Speech generated by L2 speakers tends to have their syllable productions fall between two canonical categories, and their tone pronunciations prolonged in duration. These observations make conventional syllable and tone modeling for native speakers not directly applicable to non-native speech. Recent progresses in speech research have inspired us to:
(i) utilize posteriors extracted from speech attribute and memory-based features;
(ii) use soft targets to replace hard labels in handling potentially erroneous transcriptions in training; and
(iii) adopt memory-based feature and models to capture long-term context in model learning.
Together they have allowed us to established better phone and tone models to improve computer assisted pronunciation training (CAPT) system performances.
Furthermore, we will also discuss some recent work on building decision trees for corrective feedback. By asking questions directly related to articulatory gestures at each node of the tree that facilitates a natural diagnostic mechanism to provide speech production hints on how L2 pronunciations could be improved. With this knowledge-driven approach to directly relate key insights in big data to memory-based features and models, we hope to obtain sustainable research results that are not easily achieved via simple black-box learning tools.


Speaker: Chin-Hui Lee, School of ECE, Georgia Tech




Chin-Hui Lee is a professor at School of Electrical and Computer Engineering, Georgia Institute of Technology. Before joining academia in 2001, he had accumulated 20 years of industrial experience ending in Bell Laboratories, Murray Hill, as a Distinguished Member of Technical Staff and Director of the Dialogue Systems Research Department. Dr. Lee is a Fellow of the IEEE and a Fellow of ISCA. He has published over 500 papers and 30 patents, with more than 45,000 citations and an h-index of 80 on Google Scholar.
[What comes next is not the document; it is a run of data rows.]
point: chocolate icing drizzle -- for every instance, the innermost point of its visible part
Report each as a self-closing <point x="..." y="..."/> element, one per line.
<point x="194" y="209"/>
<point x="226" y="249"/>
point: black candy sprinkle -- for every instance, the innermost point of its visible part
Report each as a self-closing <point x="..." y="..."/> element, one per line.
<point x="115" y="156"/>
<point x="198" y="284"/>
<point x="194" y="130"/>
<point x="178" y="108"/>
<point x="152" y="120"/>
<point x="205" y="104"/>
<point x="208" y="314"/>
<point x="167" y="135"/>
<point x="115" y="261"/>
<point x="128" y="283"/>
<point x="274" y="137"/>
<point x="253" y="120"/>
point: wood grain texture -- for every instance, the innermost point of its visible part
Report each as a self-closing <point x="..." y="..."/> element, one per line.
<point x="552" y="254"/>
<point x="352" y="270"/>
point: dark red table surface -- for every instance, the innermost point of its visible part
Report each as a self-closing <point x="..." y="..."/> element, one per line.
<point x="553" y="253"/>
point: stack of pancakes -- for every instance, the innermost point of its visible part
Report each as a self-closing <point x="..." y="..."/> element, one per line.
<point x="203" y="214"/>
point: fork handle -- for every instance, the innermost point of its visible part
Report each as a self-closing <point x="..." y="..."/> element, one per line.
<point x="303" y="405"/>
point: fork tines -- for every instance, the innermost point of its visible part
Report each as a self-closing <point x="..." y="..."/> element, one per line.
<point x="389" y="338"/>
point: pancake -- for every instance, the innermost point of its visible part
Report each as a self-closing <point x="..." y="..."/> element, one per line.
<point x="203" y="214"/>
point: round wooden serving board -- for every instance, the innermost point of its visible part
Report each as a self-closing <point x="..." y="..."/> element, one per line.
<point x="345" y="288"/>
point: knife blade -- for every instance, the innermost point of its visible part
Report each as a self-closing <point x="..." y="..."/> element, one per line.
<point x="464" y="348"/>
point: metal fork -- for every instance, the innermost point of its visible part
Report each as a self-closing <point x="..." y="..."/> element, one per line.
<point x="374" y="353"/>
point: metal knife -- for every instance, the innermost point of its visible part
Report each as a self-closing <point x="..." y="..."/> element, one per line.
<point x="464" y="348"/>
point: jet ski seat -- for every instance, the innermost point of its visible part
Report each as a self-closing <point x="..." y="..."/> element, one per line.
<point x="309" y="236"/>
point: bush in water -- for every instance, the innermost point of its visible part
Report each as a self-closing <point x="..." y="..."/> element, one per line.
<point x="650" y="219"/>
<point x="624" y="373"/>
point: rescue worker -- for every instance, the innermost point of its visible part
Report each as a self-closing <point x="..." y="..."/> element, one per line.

He received numerous awards, including the Bell Labs President's Gold Award in 1998. He won the SPS's 2006 Technical Achievement Award for “Exceptional Contributions to the Field of Automatic Speech Recognition”. In 2012 he gave an ICASSP plenary talk on the future of automatic speech recognition. In the same year he was awarded the ISCA Medal in scientific achievement for “pioneering and seminal contributions to the principles and practice of automatic speech and speaker recognition”.